If everyone else jumped…
Leveraging crowd wisdom can be incredibly valuable for leaders in business. It offers a wide array of perspectives, can lead to more accurate measurements and predictions, and can validate hypotheses.
But crowdsourcing is not always useful and can in fact be harmful, particularly when building a brand. If you had to serve ice cream to please a crowd of 10,000 people, vanilla would do nicely. Otherwise, you’re much more likely to find success with your own unique flavor.
So how do you weigh decisions in branding? It takes a considerable amount of intuition, work, and the courage to take a leap of faith. Here are a few things to bear in mind though.
1.) Crowd wisdom is great when the situation involves math.
You’ve probably heard the expression, “measure twice, cut once.” This is sage advice when the work being done requires measurements, but as we’ve pointed out before, measuring the value of a brand isn’t science.
The wisdom in the adage above applies to a situation in which more input prior to execution will likely increase the efficiency of execution. Imagine you need to cut a piece of wood precisely, but you must rely on others to measure for you. You would benefit by asking more people to contribute in order to increase accuracy.
This works because quantitative measurements are involved. However, using crowd wisdom like in the scenario above could be quite hazardous to your brand. One of your goals in building a brand should be to create something unique, something that stands out in a crowd. As Margaret Mark and Carol S. Pearson put it so eloquently, brands provide meaning. Meaning is intangible. Too many voices and too many perspectives could cancel one another out, leaving you with a lifeless brand.
Too many opinions can lead to decision paralysis meaning time, money, and effort wasted.
2.) Consider the voices in the room.
When collaborating for rebranding, choose participants wisely. What experience do they have? What expertise? What insight? What skin do they have in the game? Let’s say that you had the opportunity to either ask a crowd of carpenters to guess the measurement of that piece of wood or a crowd of bankers. Which would you choose? We can’t stress enough the importance of being selective and strategic when seeking input.
But let’s complicate stuff! Professionals don’t always make for the best participants. Experience can also suffer from the curse of knowledge, producing biases that stifle creative thinking. You want fresh viewpoints that understand the best parts of your company and culture. Remain curious and connect with new perspectives as well.
Case in point; multiple editors passed over a certain children’s book titled Harry Potter and the Philosopher’s Stone. Finally, one editor, aware of the book’s multiple rejections from other editors, had the insight to let his child read it. Seeing her reaction, he felt the book might have a chance at success. Quite brilliantly, he gave more weight to his daughter’s opinion than the multiple professional opinions. This is a wonderful example of “know your audience.” Who was the book series written for? Clearly, not editors.

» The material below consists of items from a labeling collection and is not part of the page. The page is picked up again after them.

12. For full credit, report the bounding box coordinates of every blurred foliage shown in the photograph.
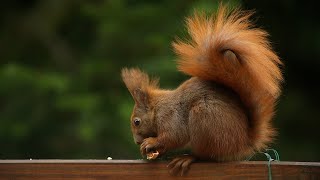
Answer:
[0,0,320,161]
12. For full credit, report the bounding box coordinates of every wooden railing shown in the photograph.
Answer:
[0,160,320,180]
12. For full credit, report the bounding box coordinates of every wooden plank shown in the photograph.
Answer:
[0,160,320,180]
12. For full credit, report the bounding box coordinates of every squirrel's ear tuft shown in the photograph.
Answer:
[121,68,158,106]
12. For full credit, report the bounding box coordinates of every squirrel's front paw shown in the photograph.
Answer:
[140,137,163,155]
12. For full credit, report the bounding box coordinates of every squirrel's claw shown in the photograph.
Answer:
[140,137,159,155]
[167,155,195,176]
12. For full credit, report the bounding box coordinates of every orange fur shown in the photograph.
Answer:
[122,6,282,174]
[173,6,283,150]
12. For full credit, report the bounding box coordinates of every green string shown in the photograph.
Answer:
[247,149,280,180]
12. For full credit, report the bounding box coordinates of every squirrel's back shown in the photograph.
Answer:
[173,6,283,151]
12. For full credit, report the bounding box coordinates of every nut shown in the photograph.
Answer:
[147,151,159,160]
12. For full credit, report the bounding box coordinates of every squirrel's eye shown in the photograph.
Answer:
[133,118,141,126]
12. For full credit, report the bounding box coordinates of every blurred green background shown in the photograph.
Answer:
[0,0,320,161]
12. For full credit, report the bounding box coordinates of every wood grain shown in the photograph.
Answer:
[0,160,320,180]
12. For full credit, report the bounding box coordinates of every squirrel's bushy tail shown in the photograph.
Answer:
[173,6,283,151]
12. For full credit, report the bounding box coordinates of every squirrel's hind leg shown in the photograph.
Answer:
[167,155,196,176]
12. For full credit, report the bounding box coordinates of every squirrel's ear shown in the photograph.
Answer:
[132,88,149,109]
[121,68,157,107]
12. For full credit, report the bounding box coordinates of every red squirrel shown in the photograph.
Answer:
[121,5,283,175]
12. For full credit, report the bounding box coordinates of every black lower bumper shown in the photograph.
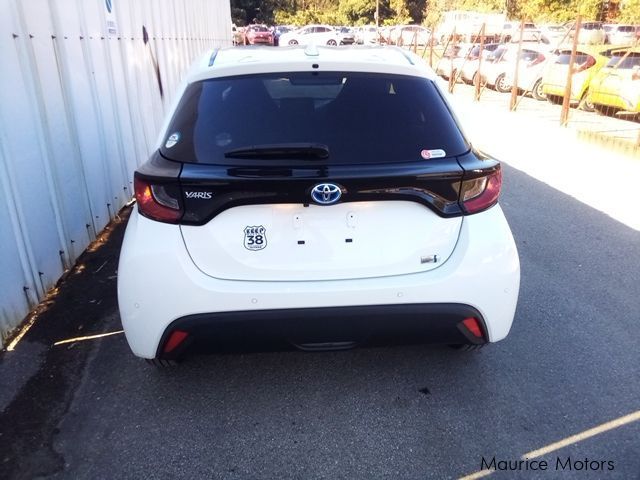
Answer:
[157,303,487,358]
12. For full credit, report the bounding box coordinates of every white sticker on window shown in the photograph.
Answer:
[420,149,447,160]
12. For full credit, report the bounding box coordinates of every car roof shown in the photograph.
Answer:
[186,45,436,83]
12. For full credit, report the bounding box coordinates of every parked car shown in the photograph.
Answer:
[542,45,609,111]
[336,27,356,45]
[607,25,640,45]
[280,25,353,46]
[482,44,546,93]
[504,49,554,100]
[569,22,606,45]
[118,46,520,365]
[588,47,640,115]
[231,23,244,45]
[391,25,431,46]
[244,25,273,45]
[356,25,380,45]
[540,25,571,47]
[435,43,475,79]
[273,25,295,47]
[456,43,501,83]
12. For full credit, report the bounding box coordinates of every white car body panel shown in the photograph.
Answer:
[118,206,520,358]
[180,201,462,281]
[118,46,520,358]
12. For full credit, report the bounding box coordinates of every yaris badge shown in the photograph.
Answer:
[311,183,342,205]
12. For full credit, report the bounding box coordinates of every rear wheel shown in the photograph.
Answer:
[531,78,547,100]
[145,358,178,368]
[471,72,487,87]
[449,343,486,352]
[496,73,511,93]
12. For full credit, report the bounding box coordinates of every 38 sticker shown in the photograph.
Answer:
[244,225,267,250]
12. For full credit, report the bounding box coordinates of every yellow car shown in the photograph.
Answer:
[587,47,640,115]
[542,45,611,110]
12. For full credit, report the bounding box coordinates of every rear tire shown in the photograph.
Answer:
[145,358,178,368]
[449,343,486,352]
[531,78,547,101]
[496,73,511,93]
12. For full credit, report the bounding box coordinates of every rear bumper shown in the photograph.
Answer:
[156,303,486,359]
[118,206,520,358]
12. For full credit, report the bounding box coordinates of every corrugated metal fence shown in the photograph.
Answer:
[0,0,231,342]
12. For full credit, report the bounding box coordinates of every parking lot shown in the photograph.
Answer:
[0,91,640,479]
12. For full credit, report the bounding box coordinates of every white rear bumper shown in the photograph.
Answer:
[118,206,520,358]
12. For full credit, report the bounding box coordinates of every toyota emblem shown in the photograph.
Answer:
[311,183,342,205]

3.) Trust your intuition and decide what kind of brand you want to be.
Ultimately, you need to decide who gets a voice in your brand and then consider how much weight that voice should have. This can be difficult and intimidating, but relying on crowd wisdom to build your brand is going to lead to even more frustration and a shoddy product. A good brand takes a vision and the resolve to see that vision through.